Masterformat isn’t used by everyone. Generally, for houses, duplexes, or smaller jobs, less documentation is needed and shorter specifications can be written, often within the drawings. In addition, Masterformat is not free and may not be desired as an added expense for smaller design firms.

Masterformat Divisions


  • Division 00 — Procurement and Contracting Requirements


General Requirements Subgroup

  • Division 01 — General Requirements

Facility Construction Subgroup

  • Division 02 — Existing Conditions
  • Division 03 — Concrete
  • Division 04 — Masonry
  • Division 05 — Metals
  • Division 06 — Wood, Plastics, and Composites
  • Division 07 — Thermal and Moisture Protection
  • Division 08 — Openings
  • Division 09 — Finishes
  • Division 10 — Specialties
  • Division 11 — Equipment
  • Division 12 — Furnishings
  • Division 13 — Special Construction
  • Division 14 — Conveying Equipment
  • Division 15 — Reserved
  • Division 16 — Reserved
  • Division 17 — Reserved
  • Division 18 — Reserved
  • Division 19 — Reserved

Facility Services Subgroup:

  • Division 20 — Reserved
  • Division 21 — Fire Suppression
  • Division 22 — Plumbing
  • Division 23 — Heating, Ventilating, and Air Conditioning (HVAC)
  • Division 24 — Reserved
  • Division 25 — Integrated Automation
  • Division 26 — Electrical
  • Division 27 — Communications
  • Division 28 — Electronic Safety and Security
  • Division 29 — Reserved

Site and Infrastructure Subgroup:

  • Division 30 – Reserved
  • Division 31 — Earthwork
  • Division 32 — Exterior Improvements
  • Division 33 — Utilities
  • Division 34 — Transportation
  • Division 35 — Waterway and Marine Construction
  • Division 36 — Reserved
  • Division 37 — Reserved
  • Division 38 — Reserved
  • Division 39 — Reserved

Process Equipment Subgroup:

  • Division 40 — Process Interconnections
  • Division 41 — Material Processing and Handling Equipment
  • Division 42 — Process Heating, Cooling, and Drying Equipment
  • Division 43 — Process Gas and Liquid Handling, Purification and Storage Equipment
  • Division 44 — Pollution and Waste Control Equipment
  • Division 45 — Industry-Specific Manufacturing Equipment
  • Division 46 — Water and Wastewater Equipment
  • Division 47 — Reserved
  • Division 48 — Electrical Power Generation

What are the specifications?

Specifications are a written portion of the contract documents that are complementary to the drawings.
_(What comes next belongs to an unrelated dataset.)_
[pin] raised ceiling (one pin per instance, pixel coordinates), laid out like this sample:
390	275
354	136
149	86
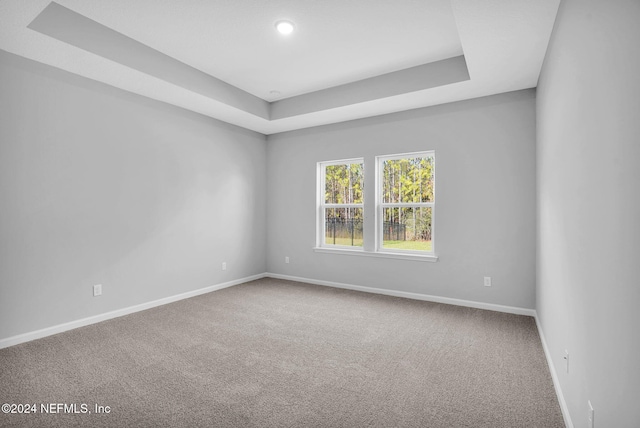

They describe the required performance, quality, technique, and method of installation. A specification is divided into three parts:

  1. Part 1 – General: describes related work, definitions, quality control, submittals, and guarantees/warranties
  2. Part 2 – Products: lists and describes the manufacturers, materials, products, and equipment to be used or installed
  3. Part 3 – Execution: describes the work to be performed and how it will be installed

The specs generally take precedence over the drawings, but if it’s unclear, the contractor should seek clarification from the architect.